The coating composition had the following fomulation (parts by weight): Nitrocellulose solution (type E560 ex Wolff Walsrode, 30% by weight solution in oxitol) 39.30 Plasticiser (oil modified azeleic acid type Paraplex RGA2 ex Rohm a Haas) 4.90 Oxitol 47.62 Butyl Oxitol 3.43 Finely divided silica (Aerosil R972 ex Degussa) 1.90 Methyl gallate 2.85 The coating composition was applied using a Meyer bar and the wet coating dried in an oven at 60"C for one minute to give a dry coat weight of 1.0 g.s.m.

A pressure sensitive adhesive composition was then coated on top of the clear carrier film composition, the pressure sensitive adhesive coating including metal salts for reaction with the reducing agent under the action of heat.

The composition of the pressure sensitive adhesive was as follows (parts by weight): Solvent (Exsol 145/160 ex Esso) 113.80 Oxitol 9.00 Polyisobutylene resin (Oppanol B50 ex BASF, 20% by weight solution in Exsol 145/160) 15.70 Polybutene resin (Hyvis 200 ex B.P. Chemicals) 6.90 Polyethylene wax (ACP6 ex Allied Chemicals 10% by weight dispersion in Exsol 145/160) 49.60 Finely divided silica (Aerosil R972 ex Degussa) 4.00 Silver behenate (20% by weight dispersion in Exsol 145/160) 24.00 Ferric stearate (20% by weight dispersion in Exsol 145/160) 16.00 This coating composition was applied using a Meyer bar and the wet coating composition dried using a cold air drier (to prevent any thermographic reaction) to give a dry coat weight of 2.0 g.s.m.

To the pressure sensitive adhesive was then applied sheets of conventional release paper and the laminated sheets so formed then slit to tape form.

The sensitised material so formed was used by placing areas of the tape successively into contact with a photographic positive in an exposure window transparent to infrared radiation.

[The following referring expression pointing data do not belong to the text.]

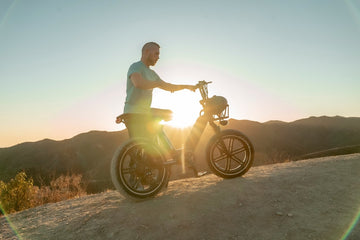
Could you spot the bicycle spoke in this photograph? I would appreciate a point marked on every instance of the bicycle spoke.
(127, 170)
(240, 150)
(222, 147)
(236, 159)
(220, 158)
(228, 164)
(231, 144)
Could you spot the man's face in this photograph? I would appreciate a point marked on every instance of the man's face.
(154, 55)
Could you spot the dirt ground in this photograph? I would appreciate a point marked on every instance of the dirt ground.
(309, 199)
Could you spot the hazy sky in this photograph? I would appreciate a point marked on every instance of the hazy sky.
(63, 64)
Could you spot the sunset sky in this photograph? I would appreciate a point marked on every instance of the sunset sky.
(63, 64)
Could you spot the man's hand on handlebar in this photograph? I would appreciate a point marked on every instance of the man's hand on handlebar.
(191, 87)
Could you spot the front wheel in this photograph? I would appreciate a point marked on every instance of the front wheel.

The exposure window was located in a sheet of metallised polymethylmethacrylate sheet adjacent an infrared lamp. During each exposure, heat from the infrared lamp passing through the window impinges on the positive and heats the black master image there. By contact the adjacent image shaped portions of the thermographically sensitised material are heated and the metal salts and reducing agent in the adhesive and clear carrier film layers react to give a visible image.

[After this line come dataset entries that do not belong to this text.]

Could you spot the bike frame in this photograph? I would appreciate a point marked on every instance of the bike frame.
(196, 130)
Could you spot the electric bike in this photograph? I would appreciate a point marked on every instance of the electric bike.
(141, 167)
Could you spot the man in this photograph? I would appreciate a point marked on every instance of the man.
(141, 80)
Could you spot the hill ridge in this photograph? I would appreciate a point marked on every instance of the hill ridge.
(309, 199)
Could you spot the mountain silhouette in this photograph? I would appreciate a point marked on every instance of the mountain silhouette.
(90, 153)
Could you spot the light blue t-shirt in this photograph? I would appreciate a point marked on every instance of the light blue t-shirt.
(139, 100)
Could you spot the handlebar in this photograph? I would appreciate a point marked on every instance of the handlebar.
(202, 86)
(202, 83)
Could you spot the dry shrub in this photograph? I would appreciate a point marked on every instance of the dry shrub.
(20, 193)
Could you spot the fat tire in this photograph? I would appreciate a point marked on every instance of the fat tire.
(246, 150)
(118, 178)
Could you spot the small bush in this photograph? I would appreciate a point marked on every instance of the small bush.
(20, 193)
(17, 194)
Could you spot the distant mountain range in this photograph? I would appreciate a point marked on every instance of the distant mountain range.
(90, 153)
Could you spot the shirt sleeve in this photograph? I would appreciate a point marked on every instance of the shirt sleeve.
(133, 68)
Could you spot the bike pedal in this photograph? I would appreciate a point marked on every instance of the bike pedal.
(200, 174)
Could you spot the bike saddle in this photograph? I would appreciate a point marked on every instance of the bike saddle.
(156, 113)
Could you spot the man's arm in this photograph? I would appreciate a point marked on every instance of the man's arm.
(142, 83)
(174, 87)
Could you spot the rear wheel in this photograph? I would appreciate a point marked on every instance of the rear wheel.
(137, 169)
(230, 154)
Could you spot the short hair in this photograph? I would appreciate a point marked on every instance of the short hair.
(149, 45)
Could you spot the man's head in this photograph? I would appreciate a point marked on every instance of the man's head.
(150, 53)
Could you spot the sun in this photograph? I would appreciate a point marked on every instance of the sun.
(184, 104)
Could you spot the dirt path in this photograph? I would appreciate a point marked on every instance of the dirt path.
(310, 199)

After each image is formed, the tape is advanced and brought into contact with the next desired symbol on the master positive. When all the required symbols are on the tape, this is removed from the exposure window, the release paper peeled off, the thermographically imaged layers brought into contact with a desired receptor surface and the release coated polyethylene terephthalate strip then pulled away to leave the area of adhesive adherent to the receptor surface and protected by the layer of clear carrier film thereover.

Claims (7)

1. An imageable material consisting of, in order, a transparent plastics film carrier sheet, a layer of thermographically sensitised material thereon, a layer of adhesive and a layer of release paper thereover.

2. An imageable material according to claim 1 wherein the layer of adhesive is such that following thermographic imaging of the material, and adhesion of the adhesive layer to a receptor surface, the imaged thermographic layer and the adhesive adhere more strongly to the desired receptor surface than they adhere to the carrier sheet.

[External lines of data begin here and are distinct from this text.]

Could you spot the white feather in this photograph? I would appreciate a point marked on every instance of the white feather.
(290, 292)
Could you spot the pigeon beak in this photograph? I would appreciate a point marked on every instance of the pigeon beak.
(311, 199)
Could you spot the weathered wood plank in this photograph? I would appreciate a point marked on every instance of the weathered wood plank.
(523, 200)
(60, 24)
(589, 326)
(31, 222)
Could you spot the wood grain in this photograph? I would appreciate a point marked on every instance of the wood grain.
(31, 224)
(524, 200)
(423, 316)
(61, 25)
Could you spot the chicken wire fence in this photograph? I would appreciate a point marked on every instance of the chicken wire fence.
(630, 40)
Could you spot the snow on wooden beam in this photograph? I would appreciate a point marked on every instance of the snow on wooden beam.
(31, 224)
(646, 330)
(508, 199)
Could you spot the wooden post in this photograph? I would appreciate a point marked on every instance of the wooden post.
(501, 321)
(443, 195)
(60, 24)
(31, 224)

3. A material according to claim 1 or 2 wherein following thermographic imaging, areas exposed imagewise adhere more strongly to a receptor than to the carrier while in areas unexposed imagewise the thermographic and adhesive layers adhere more strongly to the carrier sheet than they do to any receptor surface.

4. Imageable material according to any one of claims 1 to 3 wherein the thermographically sensitised layer is the form of a clear carrier film containing one thermographic reactant and the adhesive layer contains the other thermographic reactant.

5. An imageable material according to claim 4 wherein the thermographic co-reactants are a metal salt and a reducing agent, wherein the metal salt is dispersed in the adhesive layer and the reducing agent or reducing agents dispersed in the sensitised layer.

6. An imageable material according to claim 1 and substantially as hereinbefore described with reference to the foregoing specific example.

7. A method of producing an image which comprises thermographically imaging an imageable material according to any one of the preceding claims.